Growth of Intel-based Netbooks will slow this year, and the emergence of "smartbooks" based on chips from Intel rivals will also be poky, according to analysts.
Though Intel Chief Executive Paul Otellini was upbeat about Netbook growth in 2009 during the chipmaker's earnings conference call last week, standard laptop shipments will outpace Netbook growth in 2010, according to Avian Securities.
"The big surprise over the past couple years has been the emergence of Netbooks. However we believe regular notebooks will likely outpace the growth in Netbooks in 2010," according to a research note from Avian published Tuesday. "For 2010 we expect regular notebooks to grow to 180+MM (million) from 140MM in 2009, with Netbooks growing to 47MM from 37MM," Avian said. (Netbook shipments came to about 10 million in 2008.)
The fact that PC makers need to make more money is one of the factors driving this trend.

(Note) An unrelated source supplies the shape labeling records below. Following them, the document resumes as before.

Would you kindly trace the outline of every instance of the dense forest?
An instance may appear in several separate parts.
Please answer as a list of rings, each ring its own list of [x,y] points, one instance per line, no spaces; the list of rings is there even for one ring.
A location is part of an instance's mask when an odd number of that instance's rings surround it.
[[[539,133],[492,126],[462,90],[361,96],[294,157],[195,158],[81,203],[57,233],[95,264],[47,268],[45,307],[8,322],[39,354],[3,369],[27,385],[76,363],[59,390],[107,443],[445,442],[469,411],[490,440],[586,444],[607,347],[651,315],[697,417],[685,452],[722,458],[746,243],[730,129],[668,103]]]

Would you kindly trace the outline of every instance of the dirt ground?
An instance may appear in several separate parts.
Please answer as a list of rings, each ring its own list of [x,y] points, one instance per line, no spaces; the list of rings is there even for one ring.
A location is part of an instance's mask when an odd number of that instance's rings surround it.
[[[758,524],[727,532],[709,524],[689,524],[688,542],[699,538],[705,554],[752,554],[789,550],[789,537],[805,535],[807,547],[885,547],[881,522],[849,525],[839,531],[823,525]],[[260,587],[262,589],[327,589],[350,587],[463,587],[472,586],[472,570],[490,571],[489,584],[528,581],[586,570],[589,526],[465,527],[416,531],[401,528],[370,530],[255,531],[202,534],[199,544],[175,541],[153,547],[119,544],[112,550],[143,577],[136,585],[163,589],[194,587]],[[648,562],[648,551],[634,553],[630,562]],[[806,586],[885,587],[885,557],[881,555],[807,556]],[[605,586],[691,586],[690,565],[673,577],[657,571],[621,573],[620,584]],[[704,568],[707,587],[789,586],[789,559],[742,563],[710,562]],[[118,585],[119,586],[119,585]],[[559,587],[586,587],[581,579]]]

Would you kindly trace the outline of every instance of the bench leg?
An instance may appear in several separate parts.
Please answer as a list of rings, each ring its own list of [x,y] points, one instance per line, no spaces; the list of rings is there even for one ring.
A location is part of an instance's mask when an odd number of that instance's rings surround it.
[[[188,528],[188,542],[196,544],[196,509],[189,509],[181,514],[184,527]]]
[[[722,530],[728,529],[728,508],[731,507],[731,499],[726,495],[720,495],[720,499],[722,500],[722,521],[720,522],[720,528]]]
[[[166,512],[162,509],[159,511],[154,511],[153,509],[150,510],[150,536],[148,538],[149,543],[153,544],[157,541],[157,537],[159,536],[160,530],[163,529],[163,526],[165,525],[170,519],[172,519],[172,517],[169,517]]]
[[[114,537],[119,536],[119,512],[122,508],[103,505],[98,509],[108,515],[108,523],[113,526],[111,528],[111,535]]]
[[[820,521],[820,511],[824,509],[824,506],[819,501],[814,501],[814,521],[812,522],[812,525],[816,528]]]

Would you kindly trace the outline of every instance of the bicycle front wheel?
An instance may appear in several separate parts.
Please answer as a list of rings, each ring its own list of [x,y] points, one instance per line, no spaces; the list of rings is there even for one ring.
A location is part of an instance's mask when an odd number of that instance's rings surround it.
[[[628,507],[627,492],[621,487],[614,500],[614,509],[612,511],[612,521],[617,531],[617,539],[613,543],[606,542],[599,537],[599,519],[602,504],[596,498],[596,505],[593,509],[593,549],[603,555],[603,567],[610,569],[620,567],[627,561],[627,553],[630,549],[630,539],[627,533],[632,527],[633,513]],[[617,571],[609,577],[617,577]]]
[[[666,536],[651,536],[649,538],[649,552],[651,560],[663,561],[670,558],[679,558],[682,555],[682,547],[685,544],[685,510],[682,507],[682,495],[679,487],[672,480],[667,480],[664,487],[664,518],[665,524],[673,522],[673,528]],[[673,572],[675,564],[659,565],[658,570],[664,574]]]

Netbooks are inexpensive--typically about $350--and not as profitable as more standard laptops. "PC (makers) have not given up on trying to find ways to recapture some of the margin lost when Netbooks became very popular over the past couple years."
The note continued. "With...regular notebooks becoming smaller/sleeker in size, while still offering a performance advantage versus Netbooks and selling for as little as $100 more for a basic model, we think that more consumers may be tempted to migrate back towards regular notebooks," Avian analyst Dunham Winoto wrote.
Intel Senior Vice President Sean Maloney echoed this sentiment to some extent when he addressed the ultrathin laptop market--a segment slotted just above Netbooks--in a CNET interview at the 2010 Consumer Electronics Show. Maloney said the ultrathin laptop market is now beginning to take off after a slow start in 2009.
And smartbooks, the nascent rival to Intel-based Netbooks, may get off to a slower-than-expected start this year. Gartner's "Semiconductor DQ Monday Report," which focused on the 2010 Consumer Electronics Show, said that smartbooks based on power-efficient ARM chips from companies like Qualcomm, Freescale Semiconductor, and Texas Instruments, are still more concept than product.
"Fewer-than-expected actual products were announced, and most of the demonstrations were still in the prototype stage...We maintain that the smartbook market will take some time to develop, and semiconductor vendors will need to plan to be in the market for the long haul to get their return," Gartner said.
Gartner noted that the most interesting smartbook announcements were the Qualcomm Snapdragon chip-based Lenovo Skylight and smartbooks based on Nvidia's Tegra processor.
Avian Securities also wrote Tuesday that smartbooks are not yet ready for prime time. "Though we acknowledge some of the advantages of smartbooks over Netbooks, at this stage we feel that most consumers have to make too many major compromises for the promise of longer battery life, which we think many are unlikely to accept."